In classic comic fashion, Perfumes throws together two individuals from the opposite ends of society and lets their pointy edges and preconceived ideas bump up against each other for our amusement. Unlike many less accomplished efforts, however, Grégory Magne’s second feature manages to retain a good degree of spontaneity and avoids the pitfall of excessive schmaltz, resulting in a gently engaging film that taxes as little as it thrills.

On one hand, we have down-on-his-luck chauffeur Guillaume (Grégory Montel), who has separated from his wife and has been battling to maintain any custodial rights over his daughter. In order to satisfy the judge’s demands of a bigger apartment, Guillaume is barely clinging on to his job when he is assigned to cart around finickity nose-for-hire Anne (Emmanuelle Devos). Once an in-demand master perfumer, Anne lost it all when her sense of smell went AWOL one day years ago. Ever since, she’s been eking out a comfortable but unfulfilling existence flogging her olfactory skills to the highest bidder, thanks to the efforts of her money-grabbing agent Jeanne (Pauline Moulène).

Predictably, the two personalities rub up against each other in sporadic bouts of bristling antagonism.
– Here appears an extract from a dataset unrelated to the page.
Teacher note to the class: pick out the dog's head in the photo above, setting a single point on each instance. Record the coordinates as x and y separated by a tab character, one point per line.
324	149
Guillaume feels his good nature is being taken advantage of and his uncultivated manners out of place next to Anne’s hoity-toity, glacial veneer, while she seems to experience equal amounts of mild amusement and offence when confronted with interactions with other human beings. Montel is excellent at portraying Guillaume as the likeable everyman who just can’t catch a break, while Devos is adequate but not entirely convincing as the brittle snob with a heart of gold underneath.

Thankfully, the script veers clear of well-trodden tropes of the genre and real effort is made to grant sufficient depth to both of the leads, although peripheral personalities are very thinly-sketched. It’s a minor criticism, though, since Guillaume comfortably shoulders the lion’s share of the screen time and the film’s interest, with Anne’s journey towards self-discovery an amusing accompaniment. Artful framing and a steady but unhurried pace keep things ticking over enjoyably enough until the final act, which although perhaps predictable and a little trite as a result, still satisfies.

All in all, that makes for a soft-nosed tale of humanity that compensates with heart and charm what it lacks in conflict and impetus. Compared to similar dramedies of its type and country of origin, it more than holds its own and neatly sidesteps coming across as too showy or try-hard. Instead, the lasting impressions of the film are optimistic, comforting and somehow familiar, like an aroma scented on the breeze that transports the viewer back to simpler times and safer climes.